BWA (Li and Durbin, 2009) is another BWT based short read mapping approach that uses an FM-index-like data structure. The unique selling point of BWA is that it has a much better support for reads with indels than Bowtie or SOAP2. BWA uses a heap-like data structure to mimic a breadth-first-search in a prefix trie to find all hits with a given maximal number of differences. The algorithm described in (Li and Durbin, 2009) guarantees to find all alignment positions of a read within a reference up to a defined error threshold, but the BWA developers made various modifications to it. These modifications brought a further speed-up, but at the same time added a heuristic aspect. To limit the search space of this trie search an array D is calculated that stores an estimated lower bound of differences up to the defined position. Based on this distance array certain paths in the prefix trie can be omitted. Furthermore only a limited number of mismatches is allowed in a defined seed sequence at the beginning of the read (default 32 bp).

The described strategy allows BWA to map short reads to a reference sequence with high speed and accuracy, and it is the first BWT-based short read matching application that has a proper indel support. But due to the described speed-up efforts the completeness of the underlying algorithm is forgone.

5.2.3.4. CUSHAW and CUSHAW2

Another recently published BWT-based short read aligner is CUSHAW (Liu et al., 2012b). CUSHAW again is based on the FM index data structure as proposed by Ferragina and Manzini, but the short read mapping is accelerated using graphics hardware via the CUDA framework.
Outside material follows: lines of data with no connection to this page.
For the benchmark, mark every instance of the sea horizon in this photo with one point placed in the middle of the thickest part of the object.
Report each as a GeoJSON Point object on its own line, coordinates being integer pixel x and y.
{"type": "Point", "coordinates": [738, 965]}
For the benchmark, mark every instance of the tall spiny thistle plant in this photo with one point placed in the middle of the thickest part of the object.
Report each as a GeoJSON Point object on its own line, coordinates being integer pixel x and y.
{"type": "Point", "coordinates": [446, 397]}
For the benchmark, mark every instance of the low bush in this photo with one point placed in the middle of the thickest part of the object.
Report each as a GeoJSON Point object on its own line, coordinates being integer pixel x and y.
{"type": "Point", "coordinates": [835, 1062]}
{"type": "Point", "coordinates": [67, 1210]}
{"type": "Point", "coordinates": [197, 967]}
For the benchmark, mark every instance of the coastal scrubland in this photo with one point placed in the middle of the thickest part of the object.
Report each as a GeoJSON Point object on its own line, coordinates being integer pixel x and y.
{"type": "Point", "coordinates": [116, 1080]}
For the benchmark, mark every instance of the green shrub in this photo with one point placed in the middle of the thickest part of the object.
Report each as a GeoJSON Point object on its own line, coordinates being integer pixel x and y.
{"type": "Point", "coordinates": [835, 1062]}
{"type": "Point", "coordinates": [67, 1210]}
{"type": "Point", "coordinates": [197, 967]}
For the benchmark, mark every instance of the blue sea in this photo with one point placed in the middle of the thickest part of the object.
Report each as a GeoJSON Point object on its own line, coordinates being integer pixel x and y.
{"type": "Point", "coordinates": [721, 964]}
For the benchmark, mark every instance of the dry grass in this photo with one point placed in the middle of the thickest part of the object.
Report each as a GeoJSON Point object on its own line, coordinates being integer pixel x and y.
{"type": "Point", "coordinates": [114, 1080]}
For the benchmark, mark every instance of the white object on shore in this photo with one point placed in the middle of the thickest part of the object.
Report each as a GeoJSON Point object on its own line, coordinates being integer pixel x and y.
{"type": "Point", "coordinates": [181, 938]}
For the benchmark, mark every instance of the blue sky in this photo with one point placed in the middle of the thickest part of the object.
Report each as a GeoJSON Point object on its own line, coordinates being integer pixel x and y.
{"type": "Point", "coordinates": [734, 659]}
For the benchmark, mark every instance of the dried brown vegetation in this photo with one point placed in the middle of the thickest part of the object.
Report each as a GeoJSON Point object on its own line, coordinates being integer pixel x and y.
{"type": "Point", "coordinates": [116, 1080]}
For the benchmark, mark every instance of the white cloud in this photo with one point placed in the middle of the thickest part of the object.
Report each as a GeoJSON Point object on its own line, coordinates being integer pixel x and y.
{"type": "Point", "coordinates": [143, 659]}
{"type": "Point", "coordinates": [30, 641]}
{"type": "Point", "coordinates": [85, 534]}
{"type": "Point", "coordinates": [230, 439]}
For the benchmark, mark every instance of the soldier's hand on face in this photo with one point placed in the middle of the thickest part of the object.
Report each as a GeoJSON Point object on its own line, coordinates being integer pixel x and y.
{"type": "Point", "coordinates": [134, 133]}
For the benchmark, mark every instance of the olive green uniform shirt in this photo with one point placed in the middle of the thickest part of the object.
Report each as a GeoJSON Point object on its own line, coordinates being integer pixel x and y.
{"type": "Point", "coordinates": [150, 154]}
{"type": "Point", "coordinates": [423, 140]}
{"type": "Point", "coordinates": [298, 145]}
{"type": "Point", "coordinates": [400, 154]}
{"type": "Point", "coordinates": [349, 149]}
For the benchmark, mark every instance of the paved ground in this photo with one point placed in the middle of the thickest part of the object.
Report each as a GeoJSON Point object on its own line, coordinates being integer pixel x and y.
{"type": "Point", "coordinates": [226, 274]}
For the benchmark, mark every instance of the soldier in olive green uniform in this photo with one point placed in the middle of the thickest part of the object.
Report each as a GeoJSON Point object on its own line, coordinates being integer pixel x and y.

The algorithmic approach of CUSHAW is quite similar to BWA, but instead of using a breadth-first-search (BFS) on a prefix trie, CUSHAW uses a depth-first-search (DFS) as a BFS would be too memory consuming to be executed on a graphics card. Furthermore, instead of a prefix trie a complete four-ary tree of all permutations of the read sequence is used. Like BWA, CUSHAW uses a bounded search approach to minimize the search space, but the algorithm in its present form does not support insertions or deletions. To support a more exact alignment CUSHAW2 is available from the same developer team. CUSHAW2 does not support GPU usage via CUDA, but instead supports gapped alignments. Both versions will be evaluated in Section 5.3.3.2.